Five Things Flight Attendants Don’t Want to Hear:

1. ON MY LAST FLIGHT…  The moment I smile and say I’m a flight attendant, I find myself holding my breath.  Without fail, there’s a two second pause, followed by those four little words: “On my last flight…” 90% of the time the story that follows is about a flight from hell. Let’s just stop and think about this for a minute. Upon meeting a doctor, would you tell him about the worst hospital stay you’ve ever had? Or would you tell a car salesman about the time you got sold a lemon? It’s never a good idea to start a conversation disparaging your new friend’s chosen profession.

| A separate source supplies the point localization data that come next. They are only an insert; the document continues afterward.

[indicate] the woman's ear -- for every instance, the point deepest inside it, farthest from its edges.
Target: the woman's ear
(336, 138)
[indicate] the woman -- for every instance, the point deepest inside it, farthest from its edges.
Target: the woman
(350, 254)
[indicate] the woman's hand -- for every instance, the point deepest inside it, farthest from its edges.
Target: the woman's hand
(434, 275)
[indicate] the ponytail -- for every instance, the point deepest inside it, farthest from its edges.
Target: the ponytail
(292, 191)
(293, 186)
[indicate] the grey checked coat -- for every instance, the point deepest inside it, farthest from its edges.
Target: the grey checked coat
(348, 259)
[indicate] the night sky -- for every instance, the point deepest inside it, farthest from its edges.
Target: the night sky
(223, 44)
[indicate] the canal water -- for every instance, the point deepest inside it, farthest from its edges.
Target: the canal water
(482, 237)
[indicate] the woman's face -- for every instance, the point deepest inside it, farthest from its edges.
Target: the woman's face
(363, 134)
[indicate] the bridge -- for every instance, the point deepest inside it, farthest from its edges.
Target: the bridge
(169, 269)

2. ARE THERE ANY FIRST CLASS SEATS AVAILABLE? It’s okay to ask, but it’s probably not going to get you very far. What’s guaranteed to  get you nowhere, though, is demanding an upgrade because your reading light doesn’t work (this actually happened, on an afternoon flight, no less). One passenger demanded to be moved up front because his wife just had knee surgery and he had the X-rays to prove it! Just so we’re clear: Flight attendants do not upgrade passengers. Gate agents are the only ones with that power. But keep in mind there’s a standby list for those oh-so-precious premium seats, and each and every passenger on that list knows exactly how close to the top his or her  name is. Don’t believe me? Ask the top tier frequent fliers who didn’t score an upgrade and who are now seated in the most sought after coach seats; first row of coach or the exit row. Their names are all next on the list, and they know it.

3. CAN YOU HELP ME GET MY BAG IN THE OVERHEAD BIN? Unless you’re an unaccompanied minor, elderly or handicapped and your bag is not too heavy, I will not put your bag in the bin. One of the most common misconceptions about flight attendants is that it’s our job to lift heavy passenger bags into the bin. We have no problem finding a space for your bag. We may even assist in lifting the bag.  But for the most part, you pack it, you lift it.